While Elmer was making his way across the country, Roy Gardner was stuck in place. Shortly after his release from prison in 1936, Gardner published an account of his time in Alcatraz entitled Hellcatraz: The Rock of Despair. He also formed an unlikely partnership with the man who sent him to jail, Louis Sonney, who offered him a chance to reform. They toured together on the lecture circuit, and they worked together on the short film YOU CAN’T BEAT THE RAP in 1936, in which they reenacted Gardner’s capture.
The straight and narrow must not have agreed with Gardner, though. On January 10, 1940, he attached a note to the door of his San Francisco hotel room which warned the staff “Do not open door. Poison gas. Call police.” Gardner had committed suicide by dropping cyanide tablets into a glass of acid and succumbing to the poison fumes.
Louis Sonney died of a brain hemorrhage in 1949, nine years after one of his outlaws and 39 years after the other. After his passing, his son Dan Sonney took over as president of Sonney Amusements, giving us such celluloid delights as THE FLESH MERCHANT (1956) [reviewed HERE] and TRADER HORNEE (1970). Elmer McCurdy was relegated mostly to storage, but Dan Sonney’s business partner David F. Friedman (perhaps best known for the gore films he made with Herschell Gordon Lewis) used him as background decor in his 1967 film SHE-FREAK.
A year later, Elmer was sold to Spoony Singh of the Hollywood Wax Museum, who in turn passed him on to a sideshow at the Nu-Pike Amusement Park in Long Beach. After the sideshow went out of business, Elmer was sold once more to the spookhouse operator, who, not realizing that he was in possession of a genuine corpse, embellished him with wax and paint, and strung him up from a noose.
And there he stayed until being rediscovered by the cast and crew of THE SIX MILLION DOLLAR MAN.
Once identified, Elmer McCurdy was finally laid to rest.

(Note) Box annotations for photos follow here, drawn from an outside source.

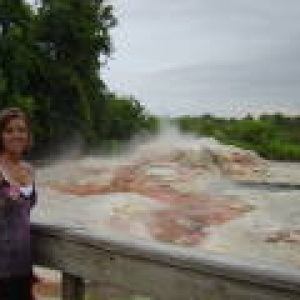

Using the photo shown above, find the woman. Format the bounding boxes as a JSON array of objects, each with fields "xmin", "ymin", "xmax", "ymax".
[{"xmin": 0, "ymin": 108, "xmax": 37, "ymax": 300}]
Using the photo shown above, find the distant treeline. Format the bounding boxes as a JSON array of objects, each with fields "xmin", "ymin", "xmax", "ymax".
[
  {"xmin": 173, "ymin": 113, "xmax": 300, "ymax": 161},
  {"xmin": 0, "ymin": 0, "xmax": 157, "ymax": 157}
]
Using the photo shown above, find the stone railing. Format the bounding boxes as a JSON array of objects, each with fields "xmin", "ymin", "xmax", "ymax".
[{"xmin": 31, "ymin": 223, "xmax": 300, "ymax": 300}]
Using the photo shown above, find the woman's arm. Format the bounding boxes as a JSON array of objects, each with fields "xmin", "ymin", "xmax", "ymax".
[{"xmin": 26, "ymin": 163, "xmax": 38, "ymax": 208}]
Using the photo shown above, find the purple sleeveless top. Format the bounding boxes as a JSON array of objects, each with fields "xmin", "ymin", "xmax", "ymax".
[{"xmin": 0, "ymin": 166, "xmax": 37, "ymax": 279}]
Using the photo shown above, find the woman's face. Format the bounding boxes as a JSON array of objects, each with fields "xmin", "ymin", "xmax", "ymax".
[{"xmin": 2, "ymin": 118, "xmax": 29, "ymax": 156}]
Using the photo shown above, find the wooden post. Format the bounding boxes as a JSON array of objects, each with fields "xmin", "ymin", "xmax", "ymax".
[{"xmin": 62, "ymin": 272, "xmax": 84, "ymax": 300}]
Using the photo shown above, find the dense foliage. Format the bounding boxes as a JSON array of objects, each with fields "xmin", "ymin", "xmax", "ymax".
[
  {"xmin": 0, "ymin": 0, "xmax": 158, "ymax": 155},
  {"xmin": 174, "ymin": 113, "xmax": 300, "ymax": 161}
]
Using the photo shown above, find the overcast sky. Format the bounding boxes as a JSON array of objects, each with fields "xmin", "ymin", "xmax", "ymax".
[
  {"xmin": 27, "ymin": 0, "xmax": 300, "ymax": 116},
  {"xmin": 105, "ymin": 0, "xmax": 300, "ymax": 116}
]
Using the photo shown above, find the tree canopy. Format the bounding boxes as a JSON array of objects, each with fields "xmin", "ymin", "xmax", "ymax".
[{"xmin": 0, "ymin": 0, "xmax": 158, "ymax": 158}]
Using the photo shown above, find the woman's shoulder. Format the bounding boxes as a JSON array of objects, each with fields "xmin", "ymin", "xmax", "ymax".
[{"xmin": 21, "ymin": 160, "xmax": 35, "ymax": 179}]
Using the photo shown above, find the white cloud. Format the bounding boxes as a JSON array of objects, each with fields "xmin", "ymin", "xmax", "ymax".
[{"xmin": 106, "ymin": 0, "xmax": 300, "ymax": 114}]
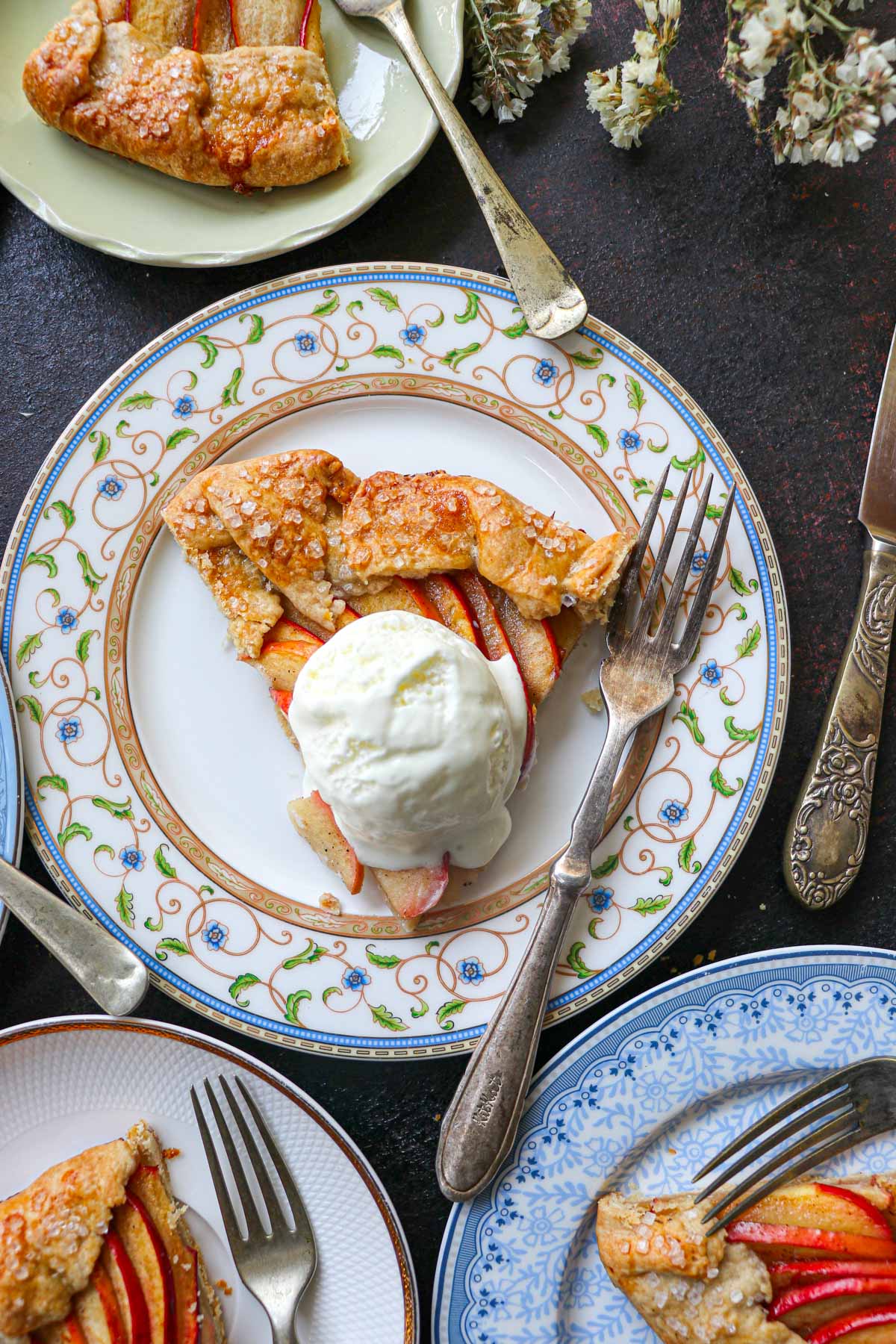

His coffin was encased in concrete, to ensure that he would be bothered no more.
Louis Sonney may be known only to a select breed of movie fans these days, but he was a central figure in the mythical world where the carnival life and the exploitation film overlapped. What is an exploitation film if not a sideshow projected on the big screen? Look no further than Tod Browning’s seminal FREAKS for evidence, which was this almost literally.
Sonney’s life was inexorably linked to two outlaws who were quite different from each other: one could hardly be caught, while the other couldn’t get away with anything; one laid himself to rest, while the other was steadfastly refused any such luxury. And finally, one achieved fame in life, while the other achieved it only in death.
They both, however, managed to make it in pictures.